Modeling of stability conditions of natural gas clathrate hydrates using least squares support vector machine approach

Abstract

This paper concerns a novel computer-based approach namely Least Square version of Support Vector Machine (LSSVM) algorithm to estimate/represent hydrate forming/dissociating conditions of various gases in the presence of pure water or aqueous solutions of salt(s) and/or alcohol(s). To this end, several models have been presented to predict the hydrate dissociating temperature (HDT) of C1, C2, C3, i-C4, CO2, H2S, N2, and natural gas mixtures in pure water or additive containing solutions. For modeling purpose, an extensive database comprising more than 3900 experimental data have been gathered from the literate from 1940 to 2013. The collected databank covers wide range of experimental conditions at solid/liquid/vapor or solid/ice/vapor equilibrium of distinct hydrate systems.
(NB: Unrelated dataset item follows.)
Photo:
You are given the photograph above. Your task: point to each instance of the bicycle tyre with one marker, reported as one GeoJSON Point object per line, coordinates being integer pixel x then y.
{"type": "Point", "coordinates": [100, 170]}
All the proposed models reproduce the targets with R2 of greater than 0.97. The predictions of the developed LSSVM models for hydrate systems of C1, C2, C3, i-C4, CO2, H2S, N2, and natural gas mixtures are in good agreement with corresponding experimental data with the average absolute relative deviation percent (%AARD) equal to %0.22, %0.33, %0.26, %0.07, %0.47, %0.56, %0.08, and %0.34, respectively.